UMKS nie ma już szans na uniknięcie bezpośredniej walki o utrzymanie na zapleczu ekstraklasy, o które po rundzie zasadniczej zagra sześć ostatnich zespołów. Kielczanie zajmują 15, przedostatnie miejsce w ligowej tabeli, ale przed decydującą o pozostaniu w pierwszej lidze fazie play-out, chcą wygrać jeszcze kilka spotkań. Taką realną szansę mają już dzisiaj, gdyż do Kielc przyjeżdża mający na koncie tylko cztery punkty więcej AZS Radex Szczecin. – Pierwszego meczu w Szczecinie (UMKS przegrał 74:82 przyp.red) żałujemy najbardziej ze wszystkich dotychczasowych pojedynków – mówi szkoleniowiec UMKS, Rafał Gil.

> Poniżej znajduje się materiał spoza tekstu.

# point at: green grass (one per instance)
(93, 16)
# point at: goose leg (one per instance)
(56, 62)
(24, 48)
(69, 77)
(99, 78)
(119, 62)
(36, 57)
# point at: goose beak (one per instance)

W ostatniej kolejce jego zespół przegrał na terenie jednego z faworytów ligi, Polskiego Cukru Toruń, ale postawa beniaminka pierwszej ligi w pierwszej połowie (przegranej tylko 40:47) mogła napawać optymizmem. – Musimy zagrać przez cały mecz tak samo konsekwentnie w ataku, jak w pierwszej połowie w Toruniu i powstrzymać ich motor napędowy w postaci Łukasza Pacochy. Wtedy jest duża szansa na zwycięstwo. Ciężkie treniningi w poprzednim tygodniu stosowaliśmy właśnie po to, żeby w tym meczu były widoczne ich efekty – dodaje Gil.
W jego zespole nikt nie narzeka na urazy. Początek spotkania w hali przy ulicy Żytniej o godzinie 19:45. Do każdego zakupionego biletu na to spotkanie, kielecki klub dołącza w prezencie kalendarz klubowy na 2013 rok.